Cuando fracasa el lenguaje, también se puede optar por el silencio. Será por ello por lo que este libro de lágrimas me hace enmudecer.
En una clase de escritura creativa Heather Christle comenta con sus alumnos People Like That Are the Only People Here, de Lorrie Moore, que narra la historia de una mujer cuyo bebé tiene cáncer. Cada alumno lee en voz alta el párrafo que más le ha conmovido. «¿Qué puedo enseñarles?», se pregunta Heather Christle ante lo que transmiten las frases leídas por los alumnos. «Les digo a los estudiantes: «Fijaos en cuánta tristeza podéis crear mostrando una tristeza contenida»».
Cuando termina la operación los médicos comentan a mis padres que he entrado en quirófano muy nerviosa. Se ve que la inoportunidad de mis lágrimas dieron a entender que no podía estar «solo» cansada. Cuando me entero, me domina la impotencia ante la incomprensión de mis padres y la indignación ante quien tan mal ha traducido mis lágrimas, dos sentimientos que bien podrían haberme hecho llorar, pero no lo hice.
Me fijo en la tristeza que crea Heather Christle en su libro de lágrimas mostrando una tristeza contenida.
Me rebelo ante la mentira del nerviosismo, pero no revelo el verdadero motivo de mis lágrimas. Crecer no es solo guardar las lágrimas para uno. Crecer es evitar el dolor que muestran nuestras lágrimas a nuestros padres y evitarles así su propio dolor por nosotros.
Heather Christle es poeta. El libro de las lágrimas es su primer libro en prosa y el primero traducido al español.
Almudena Sánchez, la del cuento de las lágrimas inútiles, cuenta en su libro Fármaco cómo de niña se dibujó junto a sus padres y hermano con un ojo gigantesco y una lágrima descomunal y cómo, ante la advertencia de desproporción por parte de su profesora, sus padres le compraron un cuaderno de ejercicios para que calculara bien.
«Estoy viendo diferentes imágenes de la pietà —María llorando al cuerpo de Cristo yaciente— cuando encuentro la «Lamentación de la Virgen» del Libro de Horas de Rohan, un manuscrito iluminado tardomedieval. Cristo yace en el suelo con sus heridas ensangrentadas y los párpados grises cerrados sobre los ojos, María se arroja desesperadamente sobre él pero el apóstol Juan, mirando al cielo, la sujeta rodeándole el torso con los brazos. Ella no puede llegar a Cristo, no lo puede consolar. Me gustaría darle a Juan un puñetazo en toda la cara».
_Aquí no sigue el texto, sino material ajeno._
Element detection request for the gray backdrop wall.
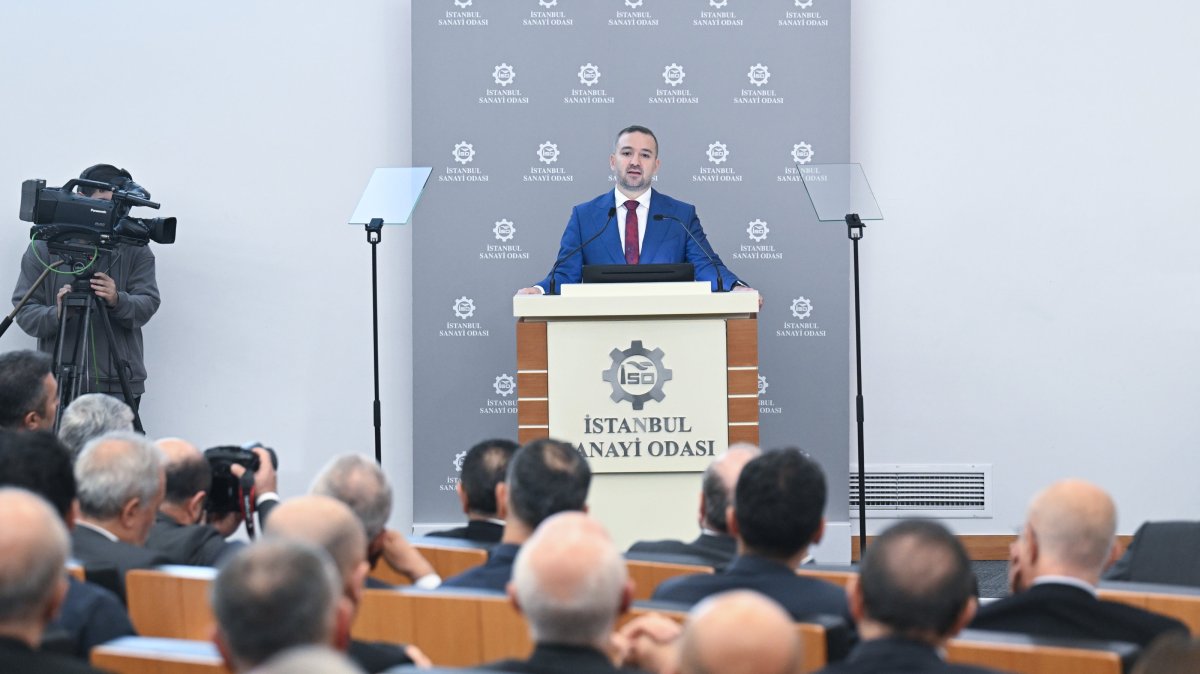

En la fotografía: la Lamentación de la Virgen del Libro de Horas de Rohan. Imagen en dominio público.
Ser poeta, aunque suene a ser una profesión muy etérea, no deja de ser un trabajo como cualquier otro, y, como todo trabajo, no está exento de cierta incomprensión por parte de aquellos ajenos a la profesión.
«Escribir un poema no es muy distinto de cavar un hoyo. Es trabajo. Se intenta aprender lo que se puede de otros hoyos y de las personas que los cavaron antes que nosotros. La dificultad viene de aquellos que no cavan ni se pasan el tiempo dentro de hoyos, y que creen que estos hoyos no deberían ser tan húmedos, ni oscuros, ni llenos de gusanos. «¿Por qué no está tu hoyo lleno de luz?». Es que es un hoyo, señor».
En la facultad, en una clase de poetas sobre el exilio, Heather Christle estudia a cuatro poetas: Sylvia Plath, Marina Tsvietáieva, Anna Ajmátova y María Elena Cruz Varela. De las cuatro, solo Cruz Varela sigue con vida. De las tres difuntas, dos (Tsvietáieva y Plath) se suicidaron.
Sufro de cierto grado de parálisis facial en el lado izquierdo de mi cara que me impide parpadear con normalidad. Las lágrimas artificiales que escancio con afinada puntería sobre mi globo ocular izquierdo ante la incredulidad de todo aquel que me ve palian la escasez de mis lágrimas basales.
Heather Christle escribe en su libro de lágrimas:
«No llovía esta mañana cuando alguien ha metido un surtido de vídeos de gimnasia en una caja de cartón, ha escrito GRATIS a un lado y los ha sacado a su jardín. Pero ahora anochece, ha llovido y, si alguien intenta coger la caja, esta cederá blandamente y las cintas de vídeo se desparramarán por el suelo. Esa soy yo —no el alguien, sino la caja—».
Yo no estoy desesperada ni soy una caja empapada.
A Heather Christle le cuentan que «un modo de conservar las lágrimas es dejarlas caer en una cartulina negra y que los cristales de sal formen manchas blancas en la página. Estrellas en la noche».
Hace seis años leí un libro de biografías y poesía titulado Poetisas suicidas y otras muertes extrañas. Recuerdo lo que me impactó enterarme tras su lectura de que su autora, la poeta y editora Luzmaría Jiménez Faro, también estaba muerta. Recuerdo la oportuna casualidad de encontrarme con un poema suyo en el que se dirige al ángel de la muerte y que comienza con el siguiente verso: «Usted y yo tenemos una cita».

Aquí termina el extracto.